Even this thread has made me cry. Mine are:
Someday by Alison McGhee. Just a beautiful story about loving a daughter, and her hopes for that daughter's future (but things like 'someday you will dive into the clear, cool water of a lake' rather than aspirational stuff) and then at the end it talks about how when her daughter is old... 'You'll think of me, love' (fuck it I'm off again!)
Wherever you are, my love will find you. Just a beautiful love poem to a child saying that they're never alone. 'You are my dearest, my darling, my star. And my love will find you wherever you are'.
The invisible string. This is a mum explaining that we're all connected to the people we love with an invisible string. When you feel a tug on your heart it's because you're missing them and it's making a tug on the string from your heart to theirs. It can go all around the world, even up to heaven and it never breaks no matter what.
Plus loads of others mentioned on this thread - paper dolls, stickman, Michael Rosen's sad book (that one is so painful). And I sobbed at The Boy in the Striped Pyjamas. Also Maus by Art Spiegelman (but these were painful, horrified sobs not painful beautiful sobs like some of the other books).

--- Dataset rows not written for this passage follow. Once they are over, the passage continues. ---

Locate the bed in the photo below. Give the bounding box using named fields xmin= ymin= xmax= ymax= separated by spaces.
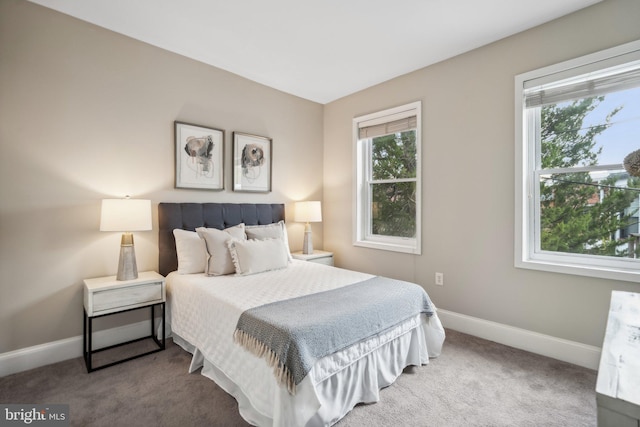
xmin=158 ymin=203 xmax=445 ymax=426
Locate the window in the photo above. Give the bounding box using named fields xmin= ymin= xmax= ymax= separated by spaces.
xmin=353 ymin=102 xmax=421 ymax=254
xmin=515 ymin=42 xmax=640 ymax=282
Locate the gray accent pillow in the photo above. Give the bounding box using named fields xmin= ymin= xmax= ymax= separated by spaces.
xmin=173 ymin=228 xmax=207 ymax=274
xmin=196 ymin=224 xmax=246 ymax=276
xmin=227 ymin=237 xmax=289 ymax=275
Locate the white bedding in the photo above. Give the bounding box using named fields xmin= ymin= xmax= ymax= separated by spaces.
xmin=167 ymin=260 xmax=444 ymax=426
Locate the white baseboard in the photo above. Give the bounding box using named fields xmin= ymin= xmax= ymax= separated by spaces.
xmin=438 ymin=309 xmax=602 ymax=370
xmin=0 ymin=309 xmax=601 ymax=377
xmin=0 ymin=320 xmax=151 ymax=377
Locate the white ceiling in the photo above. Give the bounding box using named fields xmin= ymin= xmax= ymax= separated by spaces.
xmin=31 ymin=0 xmax=601 ymax=104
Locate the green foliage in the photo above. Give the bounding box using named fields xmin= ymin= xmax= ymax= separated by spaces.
xmin=371 ymin=131 xmax=417 ymax=237
xmin=540 ymin=97 xmax=638 ymax=256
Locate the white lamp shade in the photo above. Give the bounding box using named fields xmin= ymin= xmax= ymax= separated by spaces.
xmin=100 ymin=199 xmax=151 ymax=232
xmin=295 ymin=201 xmax=322 ymax=222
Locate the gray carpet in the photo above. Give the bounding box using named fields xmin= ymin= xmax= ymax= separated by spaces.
xmin=0 ymin=330 xmax=596 ymax=427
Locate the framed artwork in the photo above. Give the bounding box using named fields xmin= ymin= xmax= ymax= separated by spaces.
xmin=175 ymin=122 xmax=224 ymax=190
xmin=233 ymin=132 xmax=272 ymax=193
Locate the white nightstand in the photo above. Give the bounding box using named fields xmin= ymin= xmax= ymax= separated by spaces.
xmin=83 ymin=271 xmax=166 ymax=372
xmin=291 ymin=249 xmax=333 ymax=266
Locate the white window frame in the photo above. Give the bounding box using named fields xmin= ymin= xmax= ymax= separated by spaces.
xmin=353 ymin=101 xmax=422 ymax=255
xmin=514 ymin=41 xmax=640 ymax=282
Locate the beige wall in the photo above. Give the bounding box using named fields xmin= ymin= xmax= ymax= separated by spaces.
xmin=0 ymin=0 xmax=640 ymax=354
xmin=324 ymin=0 xmax=640 ymax=346
xmin=0 ymin=0 xmax=323 ymax=354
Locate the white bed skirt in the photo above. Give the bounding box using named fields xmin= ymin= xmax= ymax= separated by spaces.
xmin=173 ymin=314 xmax=445 ymax=427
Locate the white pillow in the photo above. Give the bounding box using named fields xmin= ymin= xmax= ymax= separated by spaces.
xmin=227 ymin=238 xmax=289 ymax=275
xmin=196 ymin=224 xmax=246 ymax=276
xmin=173 ymin=228 xmax=207 ymax=274
xmin=245 ymin=221 xmax=293 ymax=261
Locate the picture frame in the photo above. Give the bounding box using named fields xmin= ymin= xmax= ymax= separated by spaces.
xmin=233 ymin=132 xmax=273 ymax=193
xmin=174 ymin=121 xmax=224 ymax=191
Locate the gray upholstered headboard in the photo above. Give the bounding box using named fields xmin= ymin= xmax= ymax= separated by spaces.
xmin=158 ymin=203 xmax=285 ymax=276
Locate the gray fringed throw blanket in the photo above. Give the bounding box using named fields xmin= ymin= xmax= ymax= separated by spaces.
xmin=233 ymin=277 xmax=433 ymax=394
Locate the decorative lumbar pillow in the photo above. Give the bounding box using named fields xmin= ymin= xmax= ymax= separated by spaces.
xmin=196 ymin=224 xmax=246 ymax=276
xmin=227 ymin=238 xmax=289 ymax=275
xmin=173 ymin=228 xmax=207 ymax=274
xmin=245 ymin=221 xmax=293 ymax=261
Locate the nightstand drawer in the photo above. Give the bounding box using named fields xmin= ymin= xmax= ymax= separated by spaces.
xmin=309 ymin=256 xmax=333 ymax=267
xmin=93 ymin=282 xmax=163 ymax=315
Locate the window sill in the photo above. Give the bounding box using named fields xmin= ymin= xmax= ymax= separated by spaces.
xmin=353 ymin=240 xmax=421 ymax=255
xmin=515 ymin=260 xmax=640 ymax=283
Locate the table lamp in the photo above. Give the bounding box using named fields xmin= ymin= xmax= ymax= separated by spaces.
xmin=100 ymin=197 xmax=151 ymax=280
xmin=295 ymin=201 xmax=322 ymax=254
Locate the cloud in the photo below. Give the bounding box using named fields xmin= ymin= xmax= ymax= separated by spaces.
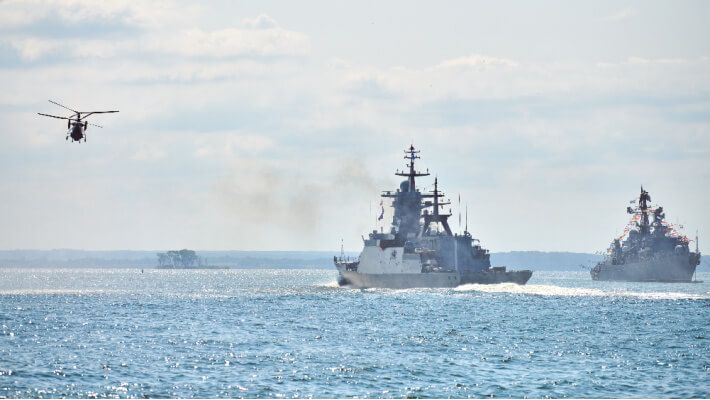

By the way, in case 'Love You Forever' by Robert Munsch didn't make you cry enough already - did you know that he wrote that four line verse (I'll love you forever, I'll like you for always, as long as I'm living my baby you'll be) after both his first and second babies were stillborn? His wife wasn't able to conceive after that and they adopted children but the story came much later than those painful lines.